More than one-third of the population (>500,000 people) live in areas that are not fully covered by the Guma Valley Water Company supply network; they are highly dependent on small, decentralized water supply systems that account for less than 4% of the total supply. The functions, ownership, roles and responsibilities of community-based water management groups and formal institutions are still unclear. This has been an impediment to good governance around the decentralized facilities, as demonstrated by lack of regulation, poor management, and poor upkeep of the facilities and the hygiene around them. There is currently no effective regulation of urban water sector, beside the requirements of the governing board of sector agencies and sector organization.
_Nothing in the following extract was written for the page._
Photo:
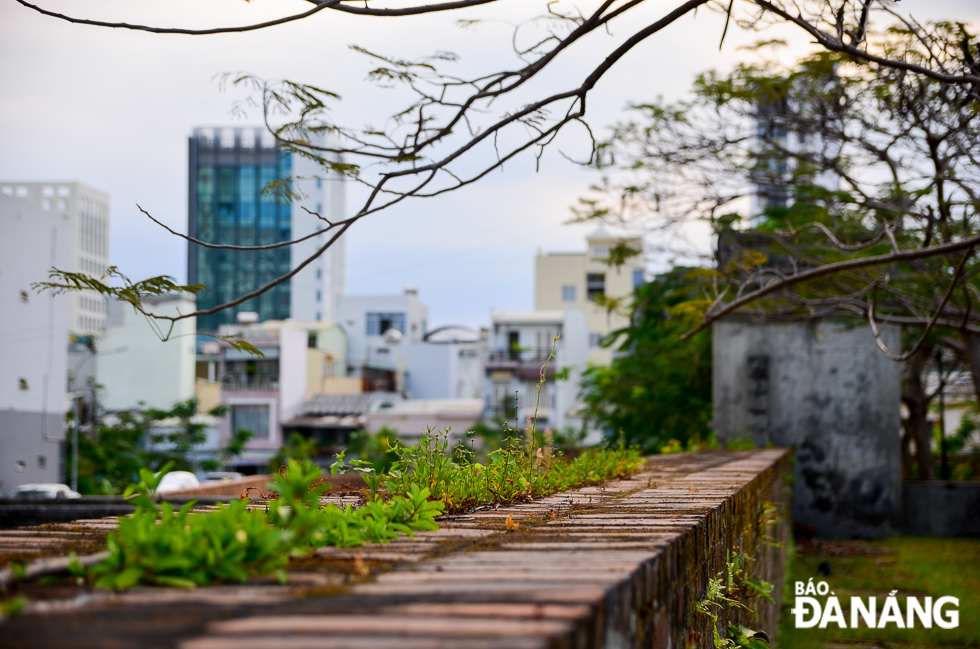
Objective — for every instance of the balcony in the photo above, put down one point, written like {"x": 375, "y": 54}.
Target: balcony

Only 23% of the urban population have access to improved sanitation. In 2013, the council contracted a private company, MASADA, to manage the city's solid waste collection and disposal, but this has insufficient capacity. This has resulted in indiscriminate dumping which contributed to the blockage of drainage channels in parts of the city, leading to increased flooding, as in September 2015. Of the sludge that is removed from toilets, only 27% is disposed of in Kingtom, the only official sludge-disposal site in Freetown. However, these treatment facilities have not been maintained, so untreated sludge spills into a series of creeks that run through informal slums and into the sea. Good hygiene practices are not widespread; many families remain unaware of the importance of hand washing, and soap is often unavailable. According to the World Health Organisation, poor WASH environments are responsible for 88% of all cases of diarrhoea. While building WASH infrastructure takes time and financial investment, hygiene promotion can be implemented at a relatively low cost and with good results: it is estimated that hand washing with soap can reduce diarrhoeal disease prevalence by 35%.

Public duty bearers' capacity to detect, prepare for and respond to emergencies remains weak, as observed during the Ebola outbreak and the 2015 flood response. Ebola claimed more than 3,500 lives, including those of 200 healthcare workers. The impact on the economy has been catastrophic, the healthcare system almost collapsed, and schools closed for almost a year. Concerns about the safety of health facilities led to an estimated 70% drop in clinical admissions, a drop in routine immunizations, and a marked increase in maternal and infant mortality. To put the country's economy back on track, the government has designed a National Ebola Response strategy, and identified recovery priorities in key sectors including WASH.